(Reuters) European shares traded lower on Friday despite strong eurozone factory data, after a delay to a keenly awaited US tax reform bill dented Asian trading and curbed appetite for the dollar.
Eurozone shares, which started to accelerate losses about half an hour before the release of the data, briefly touched a session low before stabilising down about 0.9%.
A purchasing managers’ index showed that eurozone factories had their busiest month for over 17 years in November, even though they raised prices at the fastest rate in more than six years.
Forward-looking indicators suggested the momentum would continue to the end of 2017, capping what is expected to be the best year for euro zone economic growth in a decade.
“We have a two-faced market. Wall Street continues to run on hopes of fiscal reform while in Europe, the renewed strength of the euro is hurting the DAX which in turn is dragging all the other bourses to the downside,” said Carlo Alberto De Casa, Chief Market Analyst at ActivTrades.
The single currency eased slightly from the day’s highs of $1.1940 to trade at $1.1920. It was still up 0.2% on the day.
The gap between German 10-year and 30-year borrowing costs was at its tightest level since late August as a worse-than-expected eurozone inflation number on Thursday pushed back prospects for monetary policy tightening well into the future.
US tax reform delays
In the United States, the Senate postponed voting on the tax bill late on Thursday as legislators wrestled with problems on an amendment and then adjourned, leaving it unclear whether a decisive vote on the bill would occur on Friday.
“The market’s main focus is now whether the tax bill will pass or not,” said Yutaka Miura, a senior technical analyst at Mizuho Securities in Tokyo.
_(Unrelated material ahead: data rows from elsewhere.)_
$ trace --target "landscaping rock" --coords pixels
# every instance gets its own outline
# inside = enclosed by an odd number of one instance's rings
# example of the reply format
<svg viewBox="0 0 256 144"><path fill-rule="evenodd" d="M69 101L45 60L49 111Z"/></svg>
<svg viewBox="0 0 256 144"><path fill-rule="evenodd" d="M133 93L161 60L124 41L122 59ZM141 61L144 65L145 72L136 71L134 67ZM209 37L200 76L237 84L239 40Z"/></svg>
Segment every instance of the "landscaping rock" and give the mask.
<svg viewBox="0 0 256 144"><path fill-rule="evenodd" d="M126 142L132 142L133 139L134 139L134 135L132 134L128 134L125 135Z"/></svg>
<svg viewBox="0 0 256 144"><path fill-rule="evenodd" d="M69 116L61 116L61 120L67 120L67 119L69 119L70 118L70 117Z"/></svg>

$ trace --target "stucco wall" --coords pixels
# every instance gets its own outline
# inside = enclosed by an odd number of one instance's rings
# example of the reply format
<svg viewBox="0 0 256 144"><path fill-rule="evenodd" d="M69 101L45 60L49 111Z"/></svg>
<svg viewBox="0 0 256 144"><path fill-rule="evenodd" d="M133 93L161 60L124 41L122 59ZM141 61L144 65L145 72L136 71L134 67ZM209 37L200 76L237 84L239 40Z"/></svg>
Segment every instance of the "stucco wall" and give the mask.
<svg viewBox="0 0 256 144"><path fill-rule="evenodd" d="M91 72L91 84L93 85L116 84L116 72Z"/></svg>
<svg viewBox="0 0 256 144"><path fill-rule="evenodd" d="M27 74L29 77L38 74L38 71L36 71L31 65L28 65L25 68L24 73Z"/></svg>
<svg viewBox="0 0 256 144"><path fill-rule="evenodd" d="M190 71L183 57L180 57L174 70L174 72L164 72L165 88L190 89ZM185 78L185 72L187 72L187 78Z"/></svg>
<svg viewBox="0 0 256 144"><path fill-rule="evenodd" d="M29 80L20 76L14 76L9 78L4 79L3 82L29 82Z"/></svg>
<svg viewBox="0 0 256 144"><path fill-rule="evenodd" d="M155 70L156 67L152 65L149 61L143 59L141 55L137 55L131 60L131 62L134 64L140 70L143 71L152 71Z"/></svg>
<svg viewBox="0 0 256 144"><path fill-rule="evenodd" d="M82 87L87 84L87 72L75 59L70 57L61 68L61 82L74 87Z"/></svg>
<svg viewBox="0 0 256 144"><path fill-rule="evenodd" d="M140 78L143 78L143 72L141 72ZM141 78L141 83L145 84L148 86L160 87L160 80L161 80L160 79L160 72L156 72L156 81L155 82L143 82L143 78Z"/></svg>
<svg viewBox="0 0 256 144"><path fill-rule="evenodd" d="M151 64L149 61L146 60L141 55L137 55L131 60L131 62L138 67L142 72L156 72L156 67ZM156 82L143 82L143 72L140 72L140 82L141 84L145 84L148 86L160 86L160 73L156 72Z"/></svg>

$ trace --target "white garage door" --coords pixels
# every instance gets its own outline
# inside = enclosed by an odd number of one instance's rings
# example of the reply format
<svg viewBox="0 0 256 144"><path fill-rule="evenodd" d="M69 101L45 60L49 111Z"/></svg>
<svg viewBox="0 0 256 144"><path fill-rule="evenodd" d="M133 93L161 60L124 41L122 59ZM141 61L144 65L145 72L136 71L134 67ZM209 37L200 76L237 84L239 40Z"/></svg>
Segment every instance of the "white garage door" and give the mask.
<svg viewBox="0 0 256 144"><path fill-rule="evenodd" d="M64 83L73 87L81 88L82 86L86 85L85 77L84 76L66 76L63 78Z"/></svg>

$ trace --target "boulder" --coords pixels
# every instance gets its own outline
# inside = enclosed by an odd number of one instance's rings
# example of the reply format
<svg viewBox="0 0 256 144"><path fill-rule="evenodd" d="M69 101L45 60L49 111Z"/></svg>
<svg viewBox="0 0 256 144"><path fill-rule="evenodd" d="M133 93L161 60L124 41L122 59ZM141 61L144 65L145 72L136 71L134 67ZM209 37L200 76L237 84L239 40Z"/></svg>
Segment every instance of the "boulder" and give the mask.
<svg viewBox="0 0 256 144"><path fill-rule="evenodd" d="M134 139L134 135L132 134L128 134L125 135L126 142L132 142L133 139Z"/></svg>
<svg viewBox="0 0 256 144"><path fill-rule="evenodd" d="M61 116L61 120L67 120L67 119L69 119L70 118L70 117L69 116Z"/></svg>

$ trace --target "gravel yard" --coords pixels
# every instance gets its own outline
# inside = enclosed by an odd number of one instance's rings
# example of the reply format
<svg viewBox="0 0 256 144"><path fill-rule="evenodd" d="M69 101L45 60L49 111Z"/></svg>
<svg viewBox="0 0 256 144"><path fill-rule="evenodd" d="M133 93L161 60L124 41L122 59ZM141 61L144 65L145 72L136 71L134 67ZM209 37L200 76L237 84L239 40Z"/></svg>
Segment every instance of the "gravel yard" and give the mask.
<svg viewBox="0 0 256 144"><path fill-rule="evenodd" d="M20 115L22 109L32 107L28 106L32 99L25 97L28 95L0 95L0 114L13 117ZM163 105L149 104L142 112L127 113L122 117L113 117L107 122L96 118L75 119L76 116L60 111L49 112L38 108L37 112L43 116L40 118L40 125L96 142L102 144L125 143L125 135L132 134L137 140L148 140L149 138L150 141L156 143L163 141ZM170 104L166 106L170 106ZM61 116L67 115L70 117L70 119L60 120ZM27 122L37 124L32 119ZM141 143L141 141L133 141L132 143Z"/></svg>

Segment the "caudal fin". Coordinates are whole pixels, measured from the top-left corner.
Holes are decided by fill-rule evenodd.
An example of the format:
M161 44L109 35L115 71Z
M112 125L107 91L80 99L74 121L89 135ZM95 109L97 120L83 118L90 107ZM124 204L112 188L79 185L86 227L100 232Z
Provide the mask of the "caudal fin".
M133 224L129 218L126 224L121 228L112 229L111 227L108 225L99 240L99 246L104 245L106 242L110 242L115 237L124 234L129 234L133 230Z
The MSCI World Index, which tracks stocks from developed economies, slid 0.2%. Japan’s Nikkei had finished 0.4% higher, while MSCI’s broadest index of Asia-Pacific shares outside Japan was nearly flat on the day.
The dollar index against a basket of six major currencies was 0.1% lower at 92.95 but poised to eke out some gains for the week, supported by oil prices, after OPEC and other major producers agreed to extend production curbs.
US crude futures were up 28 cents, or 0.5%, at $57.67 a barrel. Brent crude futures added 37 cents or 0.6% to $63.01 a barrel. Brent rose for a third consecutive month in November.
“This outcome was widely expected, but its confirmation has removed a clear near-term downside risk to prices,” said Gordon Gray, head of oil and gas equity research at HSBC.